Optimizing Serviceguard Failover Time, Version A.11.19 and later, April 2009

The time required for resource recovery depends on the number of resources and types of resources.

Serviceguard implementation: application startup

Serviceguard completes the application-dependent part of failover by following commands for the

recovery and restart of package applications as defined in package configuration. Some packages

and some applications may also do their own recovery before startup.

The time required for application startup depends on each application and how it is configured.

Servicegaurd with Serviceguard Extension for RAC: group membership reconfiguration

RAC group membership reconfiguration is the same whether failover is caused by a node failure or

a package failure.
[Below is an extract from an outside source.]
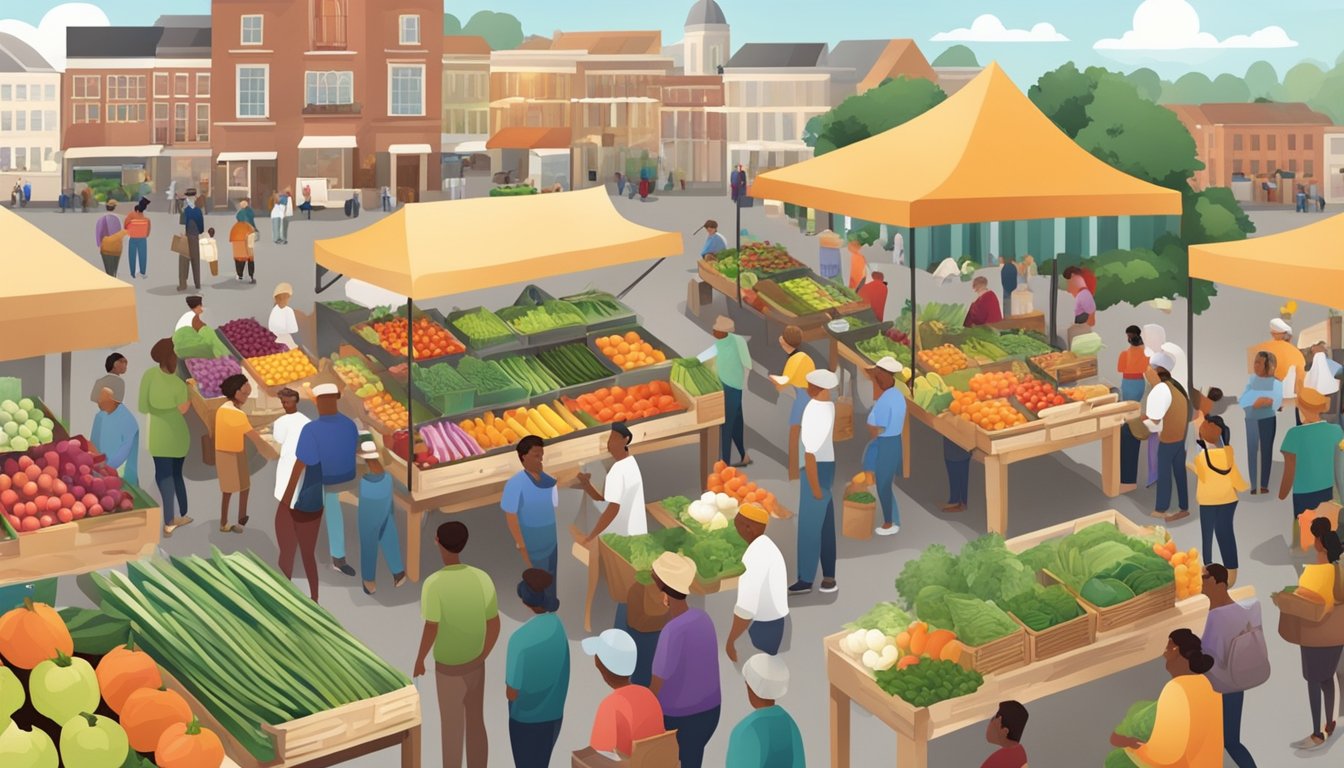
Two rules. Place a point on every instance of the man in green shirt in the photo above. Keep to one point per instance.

To start group membership reconfiguration, Serviceguard Extension for RAC

communicates the group membership to Oracle RAC. If there is a change in membership, RAC will

do the reconfiguration.

The time required for group membership reconfiguration depends on the RAC configuration.

Serviceguard with Serviceguard Extension for RAC: RAC reconfiguration and database recovery

After Oracle RAC is notified of a cluster membership change, it starts its own reconfiguration and

recovery.

The time required for RAC reconfiguration and database recovery depends on the RAC configuration.
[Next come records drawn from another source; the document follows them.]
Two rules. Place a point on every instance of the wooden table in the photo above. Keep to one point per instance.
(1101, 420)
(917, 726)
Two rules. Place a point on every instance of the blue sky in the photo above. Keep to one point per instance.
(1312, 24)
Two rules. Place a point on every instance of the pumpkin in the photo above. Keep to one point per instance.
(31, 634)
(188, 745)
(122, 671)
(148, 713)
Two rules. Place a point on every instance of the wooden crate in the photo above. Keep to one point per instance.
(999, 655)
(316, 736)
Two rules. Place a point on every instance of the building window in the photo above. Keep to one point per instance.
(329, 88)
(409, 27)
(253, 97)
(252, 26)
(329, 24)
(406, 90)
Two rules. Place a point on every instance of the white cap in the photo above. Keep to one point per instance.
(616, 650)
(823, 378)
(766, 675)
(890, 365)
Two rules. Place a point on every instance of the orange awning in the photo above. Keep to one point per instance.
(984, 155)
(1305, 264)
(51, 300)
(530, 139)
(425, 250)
How you can optimize failover time

There are ways you can optimize the failover process for your environment to reduce the time a

package is unavailable. If the failover process takes longer than necessary, you are not getting

maximum availability. If the failover starts and completes too quickly, however, you may get

unnecessary failovers that reduce performance of a cluster—possibly reducing availability instead

of improving it. It is important to find a balance between the extremes.

The optimal failover time would be long enough to allow for recoverable interruptions, but no longer

than that.

The time required for the Serviceguard portion of failover depends largely on the MEMBER_TIMEOUT

value, but it also depends on the type of lock device and whether you are using standby heartbeat

interfaces. There are ways to fine-tune these factors to help optimize failover.

To set the Serviceguard parameters, you need to determine the likelihood of transient interruptions

and the amount of time it takes them to recover and continue. If your cluster is in a busy environment,

you need to tolerate interruptions or you will get unnecessary—and possibly repeated—failovers. If,

however, your networks and systems do not get overloaded, you can set your failover parameters

more aggressively.

Try to tune the environment so there are fewer interruptions and it takes less time to recover from them.

Consider ways to distribute the workload across the cluster. Consider adding a node to the cluster.

Because your timeout value has to allow for the longest recovery times, you can reduce the timeout

value if you can smooth out the peaks.

Consider the time it takes for the application-dependent component of failover. If your applications

need a short time for recovery and restart, you can afford to set your failover parameters more

aggressively. If your application recovery and restart is quick, it is an advantage to have a quick

reaction to failures. However, if it takes a long time for your applications to restart or for your

databases to recover, set the timeout value more conservatively. Before you start a lengthy failover,

it is an advantage to wait a bit for a transient problem to recover on its own.